What do you estimate the implementation costs of GDPR are? I've seen some research that put the numbers in the 10's of billions IIRC

It feels like a regulatory moat for the big players who can afford it. Sorta like a complex VAT policy.


Those numbers are for existing companies who have been hoarding and selling user data with utter disregard to existing laws and user privacy.

If you do everything right from the start, the costs are minuscule.


Why would you need lawyer fees? How is GDPR complex?

It literally is:

- you only store data you require to run your business

- you delete data if customer requested deletion

- you give the customer their data if they ask for it

If your profitable business is built upon selling customer data wholesale to third parties, then good riddance.

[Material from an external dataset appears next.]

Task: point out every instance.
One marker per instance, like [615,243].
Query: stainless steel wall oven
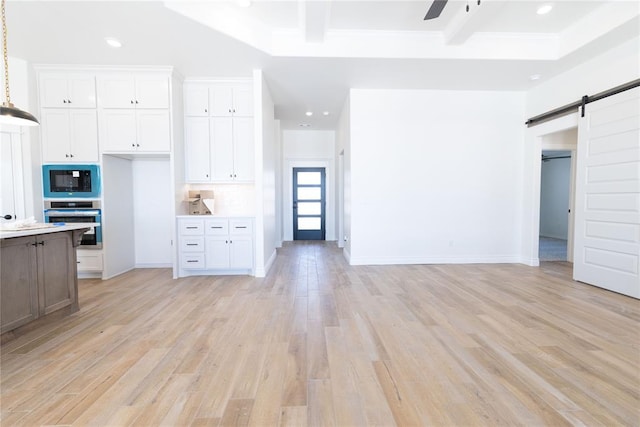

Google and Facebook et al stores and processes PII on non-customers, without informed consent given from users.

It's still early days. We'll see what will happen when the DPA's and the courts have fielded a few high profile cases.


This! I hope it costs them dearly. I have never (willingly) given them consent to have my data, yet I know they have loads of it, just because other people I know are careless with data about me.